REINFORCE++#

Note

We present REINFORCE++, an enhanced variant of the classical REINFORCE algorithm that incorporates key optimization techniques from PPO while eliminating the need for a critic network.

Background: The REINFORCE Algorithm#

The algorithm operates as follows:

Trajectory Sampling.

Return Calculation: The discounted cumulative rewards for each trajectory are computed as:

\[ G_t = \sum_{k=t+1}^{T}\gamma^{k-t}r_{k} \]

where \(\gamma\) is the discount factor.

Policy Gradient Estimation: The gradient of the expected return with respect to the policy parameters is estimated using:

\[ \nabla_{\theta}J(\theta) = \mathbb{E}_{\pi}[G_t\nabla_{\theta}\log\pi_{\theta}(A_t|S_t)] \]

Tip

Don’t Let the Past Distract You: using reward to go instead of sum of all rewards.

Policy Update: The policy parameters are updated via gradient ascent:

\[ \theta\leftarrow\theta + \alpha\nabla_{\theta}J(\theta) \]

where \(\alpha\) is the learning rate.

Despite its simplicity, REINFORCE suffers from high variance in gradient estimates, which can hinder its scalability to complex tasks such as aligning LLMs.

REINFORCE++ Enhancements#

Token-Level KL Penalty#

We implement a token-level KL divergence penalty between the RL model and the SFT model distributions. This penalty is incorporated into the reward function as follows:

\[ r(s_t, a_t) = \mathbf{I}(s_t=[EOS])r(x,y) - \beta\mbox{KL}(t) \]
\[ \mbox{KL}(t) = \log\left(\frac{\pi_{\theta_{\text{old}}}^{\text{RL}}(a_t|s_t)}{\pi^{\text{SFT}}(a_t|s_t)}\right) \]

where:

  • \(x\) represents the input prompt

  • \(y\) denotes the generated response

  • \(\mathbf{I}(s_t=[EOS])\) indicates whether \(t\) is the final token

  • \(\beta\) is the KL penalty coefficient

This approach facilitates better credit assignment.

PPO-Clip Integration#

We incorporate PPO’s clipping mechanism to constrain policy updates:

\[ L^{CLIP}(\theta) = \mathbb{E}_{t}\left[\min\left(r_{t}(\theta)\hat{A}_{t}, \mbox{clip}(r_{t}(\theta), 1-\epsilon, 1 + \epsilon)\hat{A}_t\right)\right] \]

where:

  • \(r_{t}(\theta) = \frac{\pi_{\theta}(a_t|s_t)}{\pi_{\theta_{\text{old}}}(a_t|s_t)}\) is the probability ratio of taking action \(a_t\) in state \(s_t\) under the new policy versus the old policy.

  • \(\hat{A}_{t}\) is the estimated advantage for token \(t\).

  • \(\mbox{clip}(r_{t}(\theta), 1-\epsilon, 1 + \epsilon)\) restricts the probability ratio to be within the range of \([1-\epsilon,1+\epsilon]\), where \(\epsilon\) is a small hyperparameter.

Advantage Normalization#

The advantage function in REINFORCE++ is defined as:

\[ A_{t}(s_t, a_t) = r(x,y) - \beta\sum_{i=t}^{T}\mbox{KL}(i) \]

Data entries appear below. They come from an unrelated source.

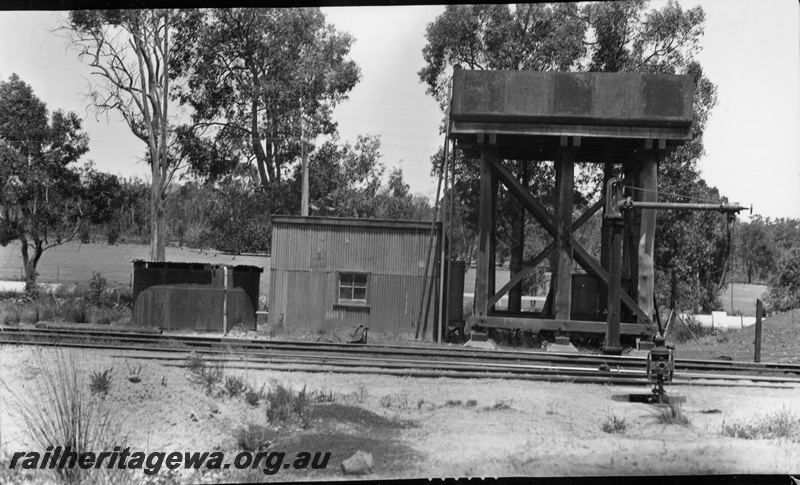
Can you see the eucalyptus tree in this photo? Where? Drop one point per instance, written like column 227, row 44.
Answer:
column 129, row 52
column 44, row 198
column 250, row 77
column 597, row 36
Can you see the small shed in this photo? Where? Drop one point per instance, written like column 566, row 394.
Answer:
column 337, row 273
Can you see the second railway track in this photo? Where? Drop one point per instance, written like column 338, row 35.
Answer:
column 402, row 360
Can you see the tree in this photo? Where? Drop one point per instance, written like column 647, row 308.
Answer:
column 344, row 179
column 598, row 36
column 44, row 199
column 755, row 248
column 248, row 76
column 130, row 51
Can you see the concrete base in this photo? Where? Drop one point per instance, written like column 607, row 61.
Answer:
column 481, row 342
column 562, row 348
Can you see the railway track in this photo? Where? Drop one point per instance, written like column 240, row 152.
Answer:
column 401, row 360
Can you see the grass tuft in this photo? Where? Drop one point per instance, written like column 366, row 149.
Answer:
column 614, row 424
column 76, row 311
column 398, row 400
column 100, row 382
column 671, row 413
column 324, row 395
column 781, row 424
column 209, row 376
column 196, row 363
column 253, row 437
column 253, row 396
column 285, row 405
column 235, row 385
column 57, row 411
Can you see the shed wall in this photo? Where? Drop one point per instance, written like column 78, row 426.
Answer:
column 307, row 259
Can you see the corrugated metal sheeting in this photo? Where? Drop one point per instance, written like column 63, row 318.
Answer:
column 308, row 255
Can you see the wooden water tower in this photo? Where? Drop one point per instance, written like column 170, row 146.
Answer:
column 627, row 119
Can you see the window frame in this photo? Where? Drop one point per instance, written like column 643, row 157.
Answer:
column 339, row 301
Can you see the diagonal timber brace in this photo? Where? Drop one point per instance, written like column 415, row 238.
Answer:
column 531, row 265
column 541, row 214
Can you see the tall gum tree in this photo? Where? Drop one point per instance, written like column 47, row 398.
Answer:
column 42, row 195
column 129, row 53
column 248, row 76
column 599, row 36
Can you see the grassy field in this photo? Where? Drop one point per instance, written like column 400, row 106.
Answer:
column 74, row 262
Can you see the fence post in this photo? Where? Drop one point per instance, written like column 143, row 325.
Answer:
column 759, row 312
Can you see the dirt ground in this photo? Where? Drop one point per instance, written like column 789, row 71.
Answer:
column 422, row 427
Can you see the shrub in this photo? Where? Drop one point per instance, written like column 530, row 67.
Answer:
column 324, row 395
column 100, row 382
column 196, row 363
column 97, row 289
column 59, row 412
column 614, row 424
column 397, row 400
column 240, row 224
column 75, row 311
column 209, row 376
column 85, row 235
column 285, row 405
column 112, row 235
column 32, row 289
column 11, row 315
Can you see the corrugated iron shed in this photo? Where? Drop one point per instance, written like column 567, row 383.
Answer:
column 311, row 255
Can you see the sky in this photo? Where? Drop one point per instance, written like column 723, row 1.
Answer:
column 750, row 50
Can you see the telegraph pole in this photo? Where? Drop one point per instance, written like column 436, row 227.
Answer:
column 304, row 200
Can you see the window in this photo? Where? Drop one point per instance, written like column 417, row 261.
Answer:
column 353, row 288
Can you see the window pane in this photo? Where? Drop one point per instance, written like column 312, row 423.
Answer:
column 360, row 294
column 360, row 280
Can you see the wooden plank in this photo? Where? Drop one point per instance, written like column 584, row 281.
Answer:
column 491, row 282
column 759, row 315
column 531, row 265
column 537, row 324
column 547, row 221
column 461, row 128
column 565, row 187
column 485, row 223
column 647, row 233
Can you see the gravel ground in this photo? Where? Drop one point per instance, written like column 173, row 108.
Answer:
column 449, row 427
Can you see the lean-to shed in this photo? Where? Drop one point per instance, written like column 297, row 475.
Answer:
column 339, row 273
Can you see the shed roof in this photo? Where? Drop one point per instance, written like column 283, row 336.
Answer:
column 528, row 111
column 351, row 222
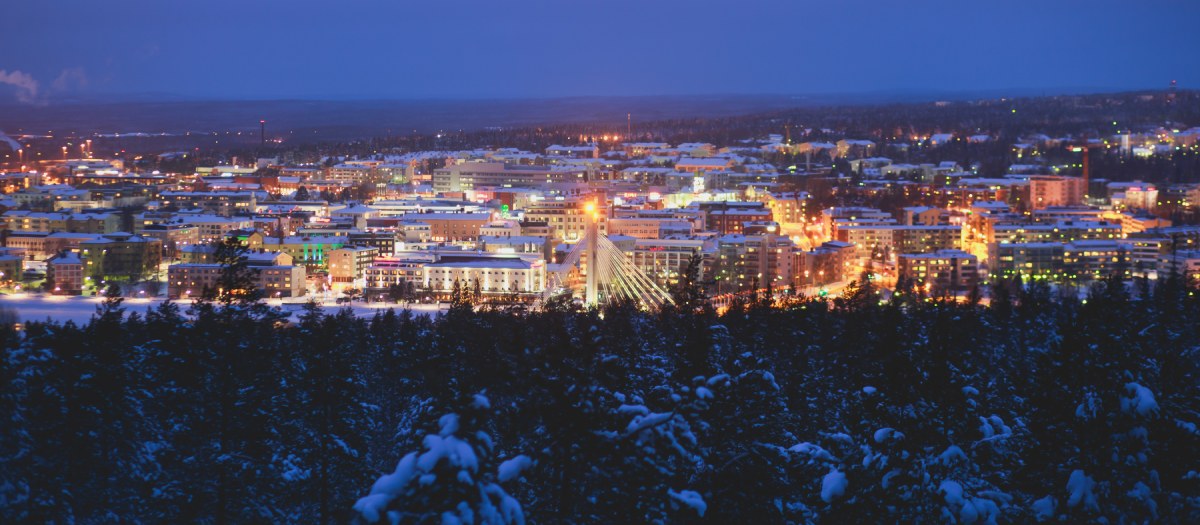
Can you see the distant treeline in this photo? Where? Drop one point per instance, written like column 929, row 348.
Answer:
column 852, row 410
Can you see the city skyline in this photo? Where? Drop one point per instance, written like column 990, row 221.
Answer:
column 533, row 49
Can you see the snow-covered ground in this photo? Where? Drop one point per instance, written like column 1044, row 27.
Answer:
column 31, row 307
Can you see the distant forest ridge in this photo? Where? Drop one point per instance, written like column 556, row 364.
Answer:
column 353, row 119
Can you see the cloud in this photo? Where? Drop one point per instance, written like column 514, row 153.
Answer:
column 71, row 78
column 24, row 83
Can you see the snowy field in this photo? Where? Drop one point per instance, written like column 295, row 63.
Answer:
column 79, row 309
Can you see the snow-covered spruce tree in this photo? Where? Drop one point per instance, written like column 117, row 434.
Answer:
column 454, row 480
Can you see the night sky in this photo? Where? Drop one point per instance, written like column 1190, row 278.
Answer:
column 58, row 49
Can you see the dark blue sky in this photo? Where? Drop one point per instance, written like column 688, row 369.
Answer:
column 54, row 49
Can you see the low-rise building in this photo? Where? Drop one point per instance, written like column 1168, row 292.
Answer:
column 349, row 263
column 942, row 270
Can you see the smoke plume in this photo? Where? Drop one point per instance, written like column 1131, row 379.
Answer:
column 25, row 85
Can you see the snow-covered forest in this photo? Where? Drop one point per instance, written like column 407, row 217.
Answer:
column 853, row 410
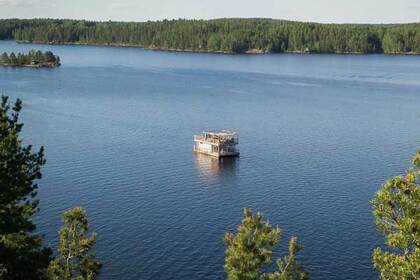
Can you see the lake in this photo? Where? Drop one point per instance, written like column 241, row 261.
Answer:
column 319, row 134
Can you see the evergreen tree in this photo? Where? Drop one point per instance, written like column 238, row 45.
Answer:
column 75, row 260
column 396, row 208
column 4, row 58
column 249, row 252
column 21, row 253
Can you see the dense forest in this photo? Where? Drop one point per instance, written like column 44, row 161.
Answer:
column 32, row 59
column 221, row 35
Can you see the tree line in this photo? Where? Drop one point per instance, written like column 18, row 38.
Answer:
column 33, row 58
column 222, row 35
column 249, row 251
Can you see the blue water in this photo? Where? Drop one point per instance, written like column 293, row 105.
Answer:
column 318, row 136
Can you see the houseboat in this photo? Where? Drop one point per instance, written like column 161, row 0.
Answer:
column 218, row 144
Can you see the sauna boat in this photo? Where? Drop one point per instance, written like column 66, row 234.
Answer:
column 219, row 144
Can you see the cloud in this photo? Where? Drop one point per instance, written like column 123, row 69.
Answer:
column 25, row 3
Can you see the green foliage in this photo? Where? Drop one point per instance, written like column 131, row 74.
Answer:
column 396, row 208
column 21, row 252
column 75, row 260
column 33, row 58
column 221, row 35
column 249, row 252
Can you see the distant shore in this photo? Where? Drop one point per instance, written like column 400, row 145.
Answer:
column 155, row 48
column 45, row 65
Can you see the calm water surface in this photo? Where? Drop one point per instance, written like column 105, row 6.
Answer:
column 319, row 134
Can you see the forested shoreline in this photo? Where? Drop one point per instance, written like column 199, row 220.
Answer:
column 221, row 35
column 34, row 58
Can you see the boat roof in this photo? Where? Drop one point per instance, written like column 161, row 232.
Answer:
column 222, row 132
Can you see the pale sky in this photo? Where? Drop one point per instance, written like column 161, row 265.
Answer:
column 337, row 11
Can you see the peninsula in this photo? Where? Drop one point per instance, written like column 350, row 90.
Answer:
column 36, row 59
column 241, row 35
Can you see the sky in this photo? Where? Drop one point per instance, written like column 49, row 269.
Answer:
column 326, row 11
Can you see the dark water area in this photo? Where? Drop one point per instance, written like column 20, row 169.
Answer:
column 318, row 136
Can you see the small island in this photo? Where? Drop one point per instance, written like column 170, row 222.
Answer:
column 36, row 59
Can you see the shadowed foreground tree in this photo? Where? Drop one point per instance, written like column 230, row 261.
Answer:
column 21, row 253
column 75, row 260
column 249, row 252
column 396, row 208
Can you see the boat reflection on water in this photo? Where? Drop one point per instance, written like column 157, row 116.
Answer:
column 213, row 168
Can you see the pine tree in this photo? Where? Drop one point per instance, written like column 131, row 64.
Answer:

We normalize these advantages using z-score normalization:

\[ A_{\text{normalized}} = \frac{A - \mu_{A}}{\sigma_{A}} \]

where \(\mu_A\) and \(\sigma_{A}\) represent the batch mean and standard deviation respectively. Normalization ensures stable gradients and prevents divergence during training.

Reward Normalization and Clipping#

We implement comprehensive reward processing to stabilize training:

  • Normalization: Standardizes rewards using z-score normalization to mitigate outliers.

  • Clipping: Constrains reward values within predefined bounds to avoid instability.

  • Scaling: Applies appropriate scaling factors for numerical stability during updates.

Caution

Detail of scailing?

Mini-Batch Updates#

To enhance training efficiency, we implement mini-batch updates.